Spreading it out on clean areas will keep animals healthier. Feeding in a confined area creates more risk for health issues, but you can reduce the risk somewhat if you use feed bunks and feeders to keep hay clean.
4. Free Access
Often, it’s best to allow livestock animals continual access to forage in winter.
They can consume what they need and not have to rely on you bringing it to them. This saves money and time.
If you have stockpiled pasture (forage left ungrazed, to grow tall before winter), livestock can utilize it during an open winter and with less waste if you strip graze the pasture with portable electric fencing.

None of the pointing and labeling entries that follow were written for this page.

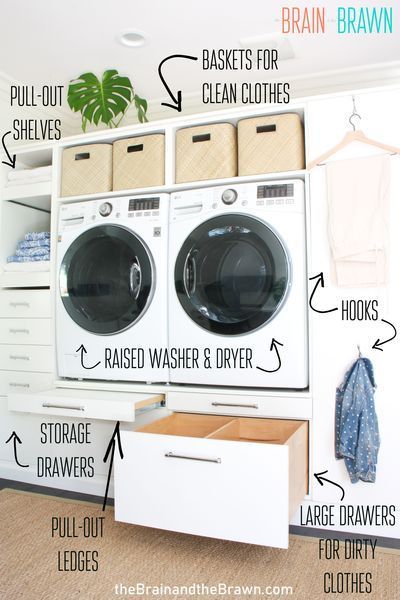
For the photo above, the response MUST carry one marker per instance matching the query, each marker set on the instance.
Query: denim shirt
(357, 434)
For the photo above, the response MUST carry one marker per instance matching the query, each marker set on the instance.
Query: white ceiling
(52, 41)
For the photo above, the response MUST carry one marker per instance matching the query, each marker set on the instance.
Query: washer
(238, 281)
(112, 288)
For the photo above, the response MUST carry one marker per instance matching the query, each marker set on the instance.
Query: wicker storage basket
(138, 162)
(206, 152)
(86, 169)
(270, 144)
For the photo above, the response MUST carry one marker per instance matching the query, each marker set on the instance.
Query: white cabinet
(237, 479)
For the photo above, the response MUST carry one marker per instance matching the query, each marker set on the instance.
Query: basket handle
(204, 137)
(135, 148)
(266, 128)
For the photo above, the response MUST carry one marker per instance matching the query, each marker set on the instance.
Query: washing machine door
(232, 274)
(106, 279)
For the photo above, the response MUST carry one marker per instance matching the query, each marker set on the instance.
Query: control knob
(229, 196)
(105, 209)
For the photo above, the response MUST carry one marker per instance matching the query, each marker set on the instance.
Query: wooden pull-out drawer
(237, 479)
(84, 404)
(26, 358)
(25, 303)
(26, 331)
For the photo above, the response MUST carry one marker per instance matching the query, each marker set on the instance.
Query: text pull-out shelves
(87, 404)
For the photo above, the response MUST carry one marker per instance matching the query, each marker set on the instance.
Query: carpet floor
(37, 566)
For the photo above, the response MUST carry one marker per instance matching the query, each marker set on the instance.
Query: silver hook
(354, 114)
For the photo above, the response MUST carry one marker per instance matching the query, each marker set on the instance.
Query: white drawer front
(25, 303)
(26, 331)
(286, 407)
(236, 490)
(26, 358)
(17, 381)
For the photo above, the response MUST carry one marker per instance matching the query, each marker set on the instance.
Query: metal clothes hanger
(349, 138)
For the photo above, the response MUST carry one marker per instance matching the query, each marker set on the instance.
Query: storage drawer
(26, 358)
(88, 404)
(20, 381)
(237, 479)
(25, 303)
(25, 331)
(287, 407)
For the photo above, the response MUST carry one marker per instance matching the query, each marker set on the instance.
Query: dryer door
(232, 274)
(106, 279)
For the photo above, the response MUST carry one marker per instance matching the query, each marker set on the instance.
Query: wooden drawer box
(26, 358)
(25, 303)
(237, 479)
(25, 331)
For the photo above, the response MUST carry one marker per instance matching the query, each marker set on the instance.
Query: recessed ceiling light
(132, 38)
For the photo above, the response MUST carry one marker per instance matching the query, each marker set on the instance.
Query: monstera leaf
(104, 101)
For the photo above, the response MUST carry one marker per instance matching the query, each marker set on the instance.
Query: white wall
(335, 342)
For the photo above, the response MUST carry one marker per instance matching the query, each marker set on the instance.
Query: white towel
(358, 205)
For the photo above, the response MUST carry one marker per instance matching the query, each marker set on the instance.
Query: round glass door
(106, 279)
(232, 274)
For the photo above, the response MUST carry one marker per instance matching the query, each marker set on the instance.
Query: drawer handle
(235, 405)
(172, 455)
(19, 331)
(15, 304)
(67, 406)
(16, 384)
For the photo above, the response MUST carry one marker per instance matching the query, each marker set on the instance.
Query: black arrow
(11, 162)
(111, 450)
(83, 351)
(16, 439)
(378, 343)
(322, 479)
(177, 101)
(274, 346)
(320, 280)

Other ways to provide free access include:
- Windrow Grazing: leaving hay in windrows to eat in winter, which is also most efficiently done with strip grazing and portable fences
- Bale Grazing: leaving big bales in the field or setting them in the feeding area to allow livestock to eat free choice after you remove strings or net wrap
The most efficient bale grazing involves portable fencing. Make the animals clean up the bales they’re using before you give them access to new ones.
For a small herd, you can set out enough bales for winter in the fall and have to use the tractor only once.
5. Remember the Water
Make sure water sources don’t freeze in winter. Livestock need adequate amounts of clean water or plenty of snow.

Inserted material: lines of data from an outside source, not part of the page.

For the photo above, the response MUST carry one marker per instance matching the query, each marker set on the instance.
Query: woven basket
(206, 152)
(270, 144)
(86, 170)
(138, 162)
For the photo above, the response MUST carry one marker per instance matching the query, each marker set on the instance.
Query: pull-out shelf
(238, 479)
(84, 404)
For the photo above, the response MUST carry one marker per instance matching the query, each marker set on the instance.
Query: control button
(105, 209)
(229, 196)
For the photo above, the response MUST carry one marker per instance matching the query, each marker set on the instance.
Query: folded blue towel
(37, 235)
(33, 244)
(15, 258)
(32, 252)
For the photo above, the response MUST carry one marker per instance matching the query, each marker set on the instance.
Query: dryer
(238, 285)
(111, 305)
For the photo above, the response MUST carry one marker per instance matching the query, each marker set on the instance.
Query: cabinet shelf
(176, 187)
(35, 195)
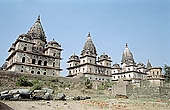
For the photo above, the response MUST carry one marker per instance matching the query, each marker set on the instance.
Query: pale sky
(143, 24)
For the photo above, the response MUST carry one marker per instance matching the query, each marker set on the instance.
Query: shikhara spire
(127, 56)
(36, 31)
(148, 65)
(89, 48)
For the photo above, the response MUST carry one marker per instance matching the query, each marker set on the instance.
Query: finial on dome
(89, 35)
(126, 45)
(38, 19)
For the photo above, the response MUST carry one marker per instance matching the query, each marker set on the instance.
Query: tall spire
(38, 19)
(127, 56)
(126, 45)
(148, 65)
(36, 31)
(89, 48)
(89, 35)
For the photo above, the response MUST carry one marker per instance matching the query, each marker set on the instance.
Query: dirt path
(88, 105)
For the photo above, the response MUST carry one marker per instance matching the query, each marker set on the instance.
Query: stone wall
(146, 90)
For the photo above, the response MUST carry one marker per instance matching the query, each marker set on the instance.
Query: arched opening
(39, 62)
(45, 63)
(54, 54)
(38, 72)
(25, 49)
(33, 61)
(54, 64)
(23, 60)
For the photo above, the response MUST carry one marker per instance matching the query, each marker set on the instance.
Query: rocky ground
(92, 104)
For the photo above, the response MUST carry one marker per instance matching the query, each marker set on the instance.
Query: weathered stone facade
(89, 65)
(101, 69)
(32, 54)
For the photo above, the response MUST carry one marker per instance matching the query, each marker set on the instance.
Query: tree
(167, 73)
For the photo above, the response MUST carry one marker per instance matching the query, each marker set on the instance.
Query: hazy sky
(143, 24)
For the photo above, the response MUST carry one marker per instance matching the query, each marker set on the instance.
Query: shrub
(88, 84)
(23, 81)
(37, 86)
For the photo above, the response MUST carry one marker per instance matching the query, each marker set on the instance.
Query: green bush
(37, 86)
(23, 81)
(88, 84)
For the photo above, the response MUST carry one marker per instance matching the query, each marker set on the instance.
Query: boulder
(60, 96)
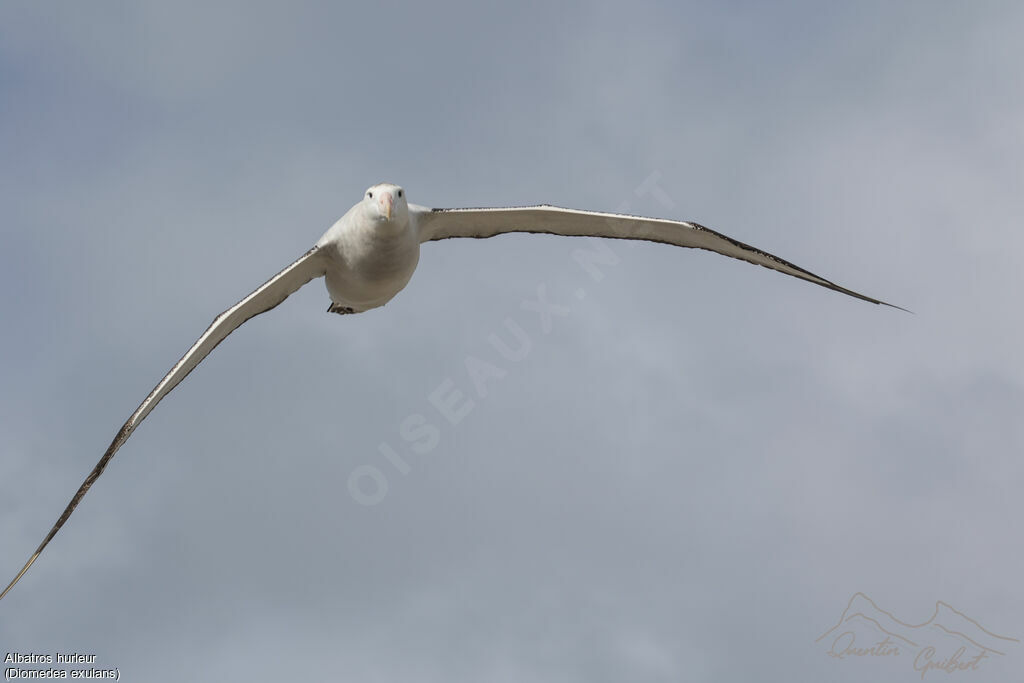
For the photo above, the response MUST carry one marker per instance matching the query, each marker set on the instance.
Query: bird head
(386, 203)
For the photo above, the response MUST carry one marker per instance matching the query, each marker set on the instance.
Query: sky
(687, 472)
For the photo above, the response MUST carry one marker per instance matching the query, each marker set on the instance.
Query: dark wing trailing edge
(268, 295)
(444, 223)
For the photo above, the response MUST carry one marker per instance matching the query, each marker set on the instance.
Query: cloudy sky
(684, 477)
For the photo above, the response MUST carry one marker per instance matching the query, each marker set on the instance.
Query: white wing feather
(272, 292)
(445, 223)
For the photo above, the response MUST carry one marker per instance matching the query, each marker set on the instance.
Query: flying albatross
(370, 254)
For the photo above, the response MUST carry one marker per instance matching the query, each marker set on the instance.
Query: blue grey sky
(684, 477)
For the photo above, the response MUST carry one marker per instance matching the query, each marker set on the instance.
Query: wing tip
(20, 573)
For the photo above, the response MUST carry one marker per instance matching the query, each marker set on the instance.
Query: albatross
(370, 254)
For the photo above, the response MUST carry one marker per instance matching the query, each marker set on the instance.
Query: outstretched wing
(444, 223)
(271, 293)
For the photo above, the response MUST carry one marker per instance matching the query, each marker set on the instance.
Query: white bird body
(370, 254)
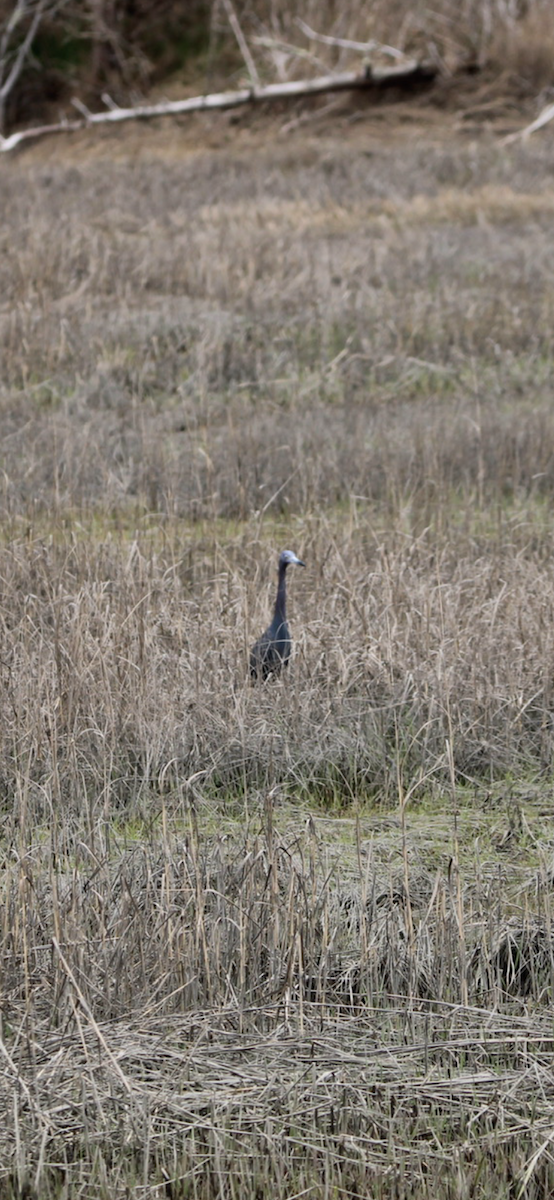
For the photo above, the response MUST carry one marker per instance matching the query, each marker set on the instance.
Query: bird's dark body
(271, 652)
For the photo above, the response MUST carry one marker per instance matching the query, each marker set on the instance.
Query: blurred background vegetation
(130, 47)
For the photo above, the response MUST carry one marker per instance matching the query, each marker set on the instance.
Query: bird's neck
(281, 599)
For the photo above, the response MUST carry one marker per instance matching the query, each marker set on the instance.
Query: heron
(271, 652)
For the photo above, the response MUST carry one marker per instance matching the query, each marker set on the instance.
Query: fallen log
(410, 71)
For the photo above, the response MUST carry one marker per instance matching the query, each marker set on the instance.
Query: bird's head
(288, 559)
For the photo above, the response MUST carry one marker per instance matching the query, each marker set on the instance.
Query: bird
(271, 652)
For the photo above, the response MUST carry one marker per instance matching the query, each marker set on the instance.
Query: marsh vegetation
(293, 939)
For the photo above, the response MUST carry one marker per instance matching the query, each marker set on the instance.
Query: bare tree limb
(347, 45)
(542, 119)
(242, 43)
(8, 76)
(348, 81)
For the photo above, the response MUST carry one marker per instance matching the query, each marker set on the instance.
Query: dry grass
(295, 939)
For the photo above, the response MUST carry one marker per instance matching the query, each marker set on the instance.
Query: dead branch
(349, 81)
(344, 43)
(242, 43)
(542, 119)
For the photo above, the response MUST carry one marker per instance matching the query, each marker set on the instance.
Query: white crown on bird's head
(288, 558)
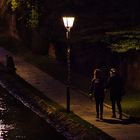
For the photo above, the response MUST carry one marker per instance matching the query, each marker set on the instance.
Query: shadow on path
(118, 121)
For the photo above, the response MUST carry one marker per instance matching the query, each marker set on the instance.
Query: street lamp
(68, 23)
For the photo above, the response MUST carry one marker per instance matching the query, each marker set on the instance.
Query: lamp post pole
(68, 23)
(69, 69)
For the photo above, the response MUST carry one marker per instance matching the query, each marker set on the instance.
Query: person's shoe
(113, 116)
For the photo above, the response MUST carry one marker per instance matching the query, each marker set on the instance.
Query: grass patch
(130, 102)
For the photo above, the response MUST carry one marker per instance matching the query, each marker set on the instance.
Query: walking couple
(97, 89)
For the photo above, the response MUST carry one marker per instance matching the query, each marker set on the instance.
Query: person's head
(113, 71)
(97, 73)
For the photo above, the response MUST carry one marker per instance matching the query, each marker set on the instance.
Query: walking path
(80, 104)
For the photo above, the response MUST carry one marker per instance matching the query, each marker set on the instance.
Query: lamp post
(68, 23)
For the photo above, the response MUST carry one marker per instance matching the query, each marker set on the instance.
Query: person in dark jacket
(116, 87)
(97, 87)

Sheep grazing winter pastures can manage eating snow, but cattle usually need water, especially when eating hay. Without adequate water, livestock won’t eat enough and will lose weight.
Winter Feeding Warnings
During cold and wet weather, some might predict that livestock need close to a 100 percent increase in energy requirements to maintain normal body temperature and functions.
But, according to Susan Kerr, Washington State University Klickitat County extension director, such a large, sudden and short-term increase in energy intake is not healthy for most animals.

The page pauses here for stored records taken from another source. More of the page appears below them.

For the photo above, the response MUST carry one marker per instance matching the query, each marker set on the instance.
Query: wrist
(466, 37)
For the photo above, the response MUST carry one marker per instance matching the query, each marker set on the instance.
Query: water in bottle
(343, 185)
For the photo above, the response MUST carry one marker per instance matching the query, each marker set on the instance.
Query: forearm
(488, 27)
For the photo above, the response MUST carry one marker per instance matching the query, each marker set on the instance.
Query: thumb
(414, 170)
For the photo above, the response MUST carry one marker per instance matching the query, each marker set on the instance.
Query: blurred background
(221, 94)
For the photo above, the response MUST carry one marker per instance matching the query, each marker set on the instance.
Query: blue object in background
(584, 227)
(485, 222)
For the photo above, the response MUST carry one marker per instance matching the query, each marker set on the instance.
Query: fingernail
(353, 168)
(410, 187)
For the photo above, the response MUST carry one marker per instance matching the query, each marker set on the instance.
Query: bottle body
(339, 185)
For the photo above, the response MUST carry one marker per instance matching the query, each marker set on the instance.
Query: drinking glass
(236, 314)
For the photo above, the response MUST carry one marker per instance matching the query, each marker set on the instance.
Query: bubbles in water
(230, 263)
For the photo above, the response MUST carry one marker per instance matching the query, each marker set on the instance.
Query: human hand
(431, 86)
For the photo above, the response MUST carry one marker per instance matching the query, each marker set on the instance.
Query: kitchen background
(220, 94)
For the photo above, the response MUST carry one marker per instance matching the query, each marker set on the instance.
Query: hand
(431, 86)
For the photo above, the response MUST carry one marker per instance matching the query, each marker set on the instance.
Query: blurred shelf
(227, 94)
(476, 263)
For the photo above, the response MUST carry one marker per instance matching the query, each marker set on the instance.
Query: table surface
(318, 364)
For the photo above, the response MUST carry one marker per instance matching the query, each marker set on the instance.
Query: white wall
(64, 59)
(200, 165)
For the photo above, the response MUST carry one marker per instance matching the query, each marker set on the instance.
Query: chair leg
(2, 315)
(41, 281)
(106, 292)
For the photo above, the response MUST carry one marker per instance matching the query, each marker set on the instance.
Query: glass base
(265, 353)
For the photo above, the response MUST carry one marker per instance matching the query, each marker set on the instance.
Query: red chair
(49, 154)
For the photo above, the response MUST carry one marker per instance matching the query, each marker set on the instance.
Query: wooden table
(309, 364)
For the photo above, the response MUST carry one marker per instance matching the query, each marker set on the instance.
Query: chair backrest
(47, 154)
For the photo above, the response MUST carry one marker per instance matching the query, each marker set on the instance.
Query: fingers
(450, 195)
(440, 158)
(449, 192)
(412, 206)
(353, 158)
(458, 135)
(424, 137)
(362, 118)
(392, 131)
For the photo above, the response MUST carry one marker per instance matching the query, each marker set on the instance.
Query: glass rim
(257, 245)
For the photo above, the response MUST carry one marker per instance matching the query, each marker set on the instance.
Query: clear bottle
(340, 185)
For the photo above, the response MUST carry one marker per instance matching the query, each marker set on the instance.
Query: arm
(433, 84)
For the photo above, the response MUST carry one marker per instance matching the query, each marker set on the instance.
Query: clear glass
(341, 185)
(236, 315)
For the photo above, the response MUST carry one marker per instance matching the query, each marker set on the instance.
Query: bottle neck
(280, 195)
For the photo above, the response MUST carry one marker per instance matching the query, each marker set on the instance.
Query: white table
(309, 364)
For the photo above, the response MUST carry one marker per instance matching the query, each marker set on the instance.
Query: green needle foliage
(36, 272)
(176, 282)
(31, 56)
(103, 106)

“All dietary changes, be they increases or decreases, should be made gradually,” she writes in Winter Livestock Management.
“Although dietary energy increases are necessary during inclement weather, livestock will fare better if they have sufficient body condition to call upon during times of need.”
Body condition, also called fat cover or body reserves, can be assessed in all species through a process called body condition scoring.
“Livestock managers who body condition score their animals use anatomical landmarks and a five- or nine-point scoring system to objectively measure animals’ fat cover,” Kerr writes.
“Thick winter hair coats and fleeces can hide poor body condition, so body condition scoring requires hands-on assessment of animals.”
Kerr says to use blankets daily or as needed to retain body heat for individual animals.
“This technique is most common for elderly or ‘hard-keeping’ horses or the occasional pet goat,” she says. “The portion of the blanket closest to the animal should not become wet.”
How you feed livestock during winter makes a difference.
You can keep animals healthy, happy and comfortable or let them be cold, miserable and losing weight. This is especially important for pregnant animals so they’ll have a healthy gestation and give birth to strong, healthy offspring. It’s also important for young, growing animals so that they won’t be set back during cold weather.
Success in winter feeding also depends on the animals’ condition when entering winter. Make sure they have adequate body condition in the fall, with enough fat to serve as insulation and reserve energy during cold weather. It takes a lot more feed to maintain a thin animal than a fatter one.